15 November 2013 20:00
Chair’s Compilation of draft Rules 134 bis to 134 quater (15 November 2013, 8.00 PM)
The purpose of this paper is to compile the drafting work which has been done so far in the Working Group on Amendments with a view to putting all delegations, especially those who were not present at the deliberations of the WGA in New York, on the same level of information. This compilation relies mainly on the working paper of 11 November 2013, which in turn sought to bring together into one document various proposals submitted by delegations with regard to the question of presence of the accused at trial. It also tries to reflect discussions within the Working Group on Amendments in New York. Finally, it attempts to respond to some of the initial comments from the Court and the SGG. As a chair’s paper, it is not attributed to any delegation. The comments are not part of the draft text and are solely added for the better understanding of its rationale.
New draft Rule 134 bis
Trial in the presence of the accused
The accused shall be present during the trial in accordance with article 63, paragraph 1.
Commentary: The draft rules 134 bis to 134 quater are understood to constitute a special set of rules addressing the issue of presence at / absence from trial. In order to convey the idea of a set of interdependent rules, it was felt useful to initiate it by repeating article 63 of the Rome Statute.
New draft Rule 134 ter
1. An accused subject to a summons to appear may submit a written request to the Trial Chamber to be allowed to be present in the courtroom through the use of video technology during part or parts of his or her trial.
2. The Trial Chamber shall rule on the matter on a case-by-case basis.
Commentary: This is a new element to the RPE since the applicable rules do not address the use of video conference technology (VCT), which was not foreseen when the Rome Statute was drafted. The draft rule 134ter spells out the view strongly expressed that the participation of the accused in trial through VCT equals presence. The Trial Chamber should be given the necessary liberty to decide on its use on a case-by-case basis. In its initial comment, the Court expressed doubts whether the use of VCT can be qualified as presence.
New draft Rule 134 quater
Excusal from presence at trial
1. An accused subject to a summons to appear may submit a written request to the Trial Chamber to be excused and to be represented by counsel only during part or parts of his or her trial.
2. The Trial Chamber shall only grant the request if it is satisfied that:
a) exceptional circumstances exist to justify such an absence;
b) alternative measures, including changes to the trial schedule or a short adjournment of the trial, would be inadequate;
c) the accused has explicitly waived his or her right to be present at the trial; and
d) the rights of the accused will be fully ensured in his or her absence.
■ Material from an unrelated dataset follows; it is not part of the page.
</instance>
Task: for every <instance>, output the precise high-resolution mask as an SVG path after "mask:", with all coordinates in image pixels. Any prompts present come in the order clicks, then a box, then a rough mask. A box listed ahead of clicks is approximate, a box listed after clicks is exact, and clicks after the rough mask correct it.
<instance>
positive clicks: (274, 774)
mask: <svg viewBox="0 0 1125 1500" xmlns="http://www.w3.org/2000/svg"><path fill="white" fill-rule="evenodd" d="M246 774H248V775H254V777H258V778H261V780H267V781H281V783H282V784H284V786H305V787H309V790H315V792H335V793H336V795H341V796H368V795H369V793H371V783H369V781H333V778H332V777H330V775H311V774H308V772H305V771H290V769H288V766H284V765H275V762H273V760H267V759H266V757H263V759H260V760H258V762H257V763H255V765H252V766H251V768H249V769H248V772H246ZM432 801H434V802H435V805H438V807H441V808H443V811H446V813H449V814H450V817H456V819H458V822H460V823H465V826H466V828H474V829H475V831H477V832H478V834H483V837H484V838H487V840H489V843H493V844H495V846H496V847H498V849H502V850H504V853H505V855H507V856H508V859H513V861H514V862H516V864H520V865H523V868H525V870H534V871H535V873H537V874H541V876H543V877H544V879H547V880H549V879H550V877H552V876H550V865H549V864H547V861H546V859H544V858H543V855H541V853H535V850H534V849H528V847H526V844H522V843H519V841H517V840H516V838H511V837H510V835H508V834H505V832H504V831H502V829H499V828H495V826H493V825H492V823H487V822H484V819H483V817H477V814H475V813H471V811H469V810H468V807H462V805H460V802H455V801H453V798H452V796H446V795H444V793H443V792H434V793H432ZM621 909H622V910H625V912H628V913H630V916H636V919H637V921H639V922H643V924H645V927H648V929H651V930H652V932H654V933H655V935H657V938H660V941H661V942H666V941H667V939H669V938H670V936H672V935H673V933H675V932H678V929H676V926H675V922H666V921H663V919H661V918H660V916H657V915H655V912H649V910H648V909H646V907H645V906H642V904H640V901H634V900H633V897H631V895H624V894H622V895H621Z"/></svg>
3. The Trial Chamber shall rule on the matter on a case-by-case basis, with due regard to the subject matter of the specific hearings in question. Any absence must be limited to what is strictly necessary.
4. Notwithstanding paragraphs 1 to 3 above, if the accused is a sitting Head of State or Government, or a person entitled to act in such capacity, has prior to the commencement of the trial submitted to the jurisdiction of the Court (discussed alternative: “who is subject to a summons to appear”), appearance by such person throughout the trial may, if he or she so wishes, be by counsel, provided a notice in writing has been filed with the Court stating that the accused has explicitly waived his or her right to be present at the trial and the trial chamber is satisfied that the rights of the accused will be fully ensured in his or her absence.
Commentary: Draft rule 134 ter is to a good part inspired by the decision of the Appeals Chamber of 25 October in the Case of the Prosecutor v. William Samoei Ruto and Joshua Arap Sang. The draft rules even quotes from the decision in certain parts. However, paragraph 4, which is also reproduced here in the interest of compilation, differs from the decision of the Appeals Chamber. In its initial reaction, the Court questioned the need to codify the decision of the Appeals chamber and expressed reservations regarding the consistency of the last paragraph with the Rome Statute.